El
tiempo pasaba, y nosotros ya estábamos hartos de dibujar isobaras sobre unos
mapas de Europa, especiales para ello.
Festejábamos los giros que recibiéramos cualquiera de los siete bajando
a Melilla, paseando por Cabrerizas Altas a tomar cualquier cosa en esos lugares
donde hay señoras descocadas, y merendando más tarde huevos fritos con
chorizos de La Montaña en el bar
que a un señor natural de Labarces de Valdáliga, se le
antojó montar en el norte de África.
En
Nador nos íbamos al cine donde nos ponían de diario unas películas malísimas
rodadas la mayor parte en la India, con pésimos actores y efectos especiales
tan especiales y malos, que recuerdo el derrumbe de un palacio en cuyo salón de
baile, las columnas que caían sobre la cabeza de la gente, rebotaban como
auténtico cartón que era. Otras veces nos íbamos a otros acuartelamientos por
cambiar de… no sé qué. Porque allí no había más que soldados con uniformes de
distintos colores… A las Tetas de Nador subimos un día, por aquello de caminar y remontar la
cumbre. Eran algo parecido a las Tetas de Liérganes, sólo que en lugar de tener
el sostén de hierba verde que tienen las
de aquí, era oscuro y reseco como el resto de aquel panorama agostado.
Por
Navidad me dieron quince días de permiso, y me fui a Cádiz. Subir al norte
suponía perder casi tres días de venir,
y otros tantos de volver. En aquellos tiempos las velocidades eran menos
veloces, y además los militares viajábamos en trenes mixtos que en algunas
estaciones hacían paradas interminables para descargar mercancías de los
vagones de carga.
Yo
tenía, (y todavía tengo, aunque cada vez menos), mucha familia en Cádiz. Hay cosas sin importancia que se graban de
por vida en el disco duro de nuestra mente: siempre que veo la popular y
archiconocida piña, (o ananás), la
asocio con la Tacita de Plata, porque fue donde la conocí y comí por vez
primera en el restaurante “Los Gallegos” de mis tíos. Conocí en aquel viaje
muchos familiares que no conocía, entre ellos a mi primo José María, que jamás
visitó La Montaña. Una noche me llevó a lo que él llamó de fiesta, y visitamos todos los burdeles de
la ciudad, donde él era sobradamente conocido, pues todas las “madames” le
llamaban por su nombre de pila: “Huy…. José María, cómo vienes hoy…” Y él
respondía en todas partes lo mismo: “Pon un par de copas, que acabo de recibir
a este primo mío, que hace veinticinco
años que no veía”. Veinticinco años, justo los que él tenía entonces.
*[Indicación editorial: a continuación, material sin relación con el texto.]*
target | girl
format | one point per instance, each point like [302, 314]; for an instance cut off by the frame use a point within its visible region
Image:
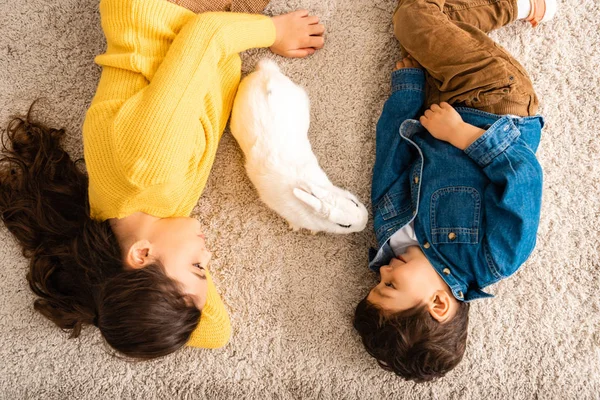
[116, 247]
Aquella
noche descubrí la decencia de alguna de esas mujeres llamadas indecentes: Como no ponían las copas
que mi primo pedía, porque consideraban que estaba muy borracho, él cogió un
puñado de billetes y los tiró al suelo. “Toma, cobra lo que quieras”. Y la indecente, muy decente recogió el dinero, me
lo metió a mí en un bolsillo, y me dijo: “Procura llevarle a casa, en otro
lugar puede que se queden con su dinero”.
Los
quince días pasaron volando, y volví de
nuevo a Marruecos. Al subir en Melilla a la guagua para volver a Tauima
el olor clásico de las gentes de aquel lugar, me situó en el ambiente. Entre nosotros habíamos
comentado alguna vez que los bereberes
tenían un olor especial, y Ángel, nuestro compañero melillense, siempre estuvo
en desacuerdo. Se convenció aquel día cuando viajó conmigo camino de la Base
Aérea. Ángel jamás había estado en la Península, hasta este permiso de Navidad
que le pasó en Málaga junto a unos tíos. Cuando se sentó a mi lado en la
guagua, me lo dijo al oído:”Es verdad; huele a moro. Necesité salir del
continente africano para advertir este olor”.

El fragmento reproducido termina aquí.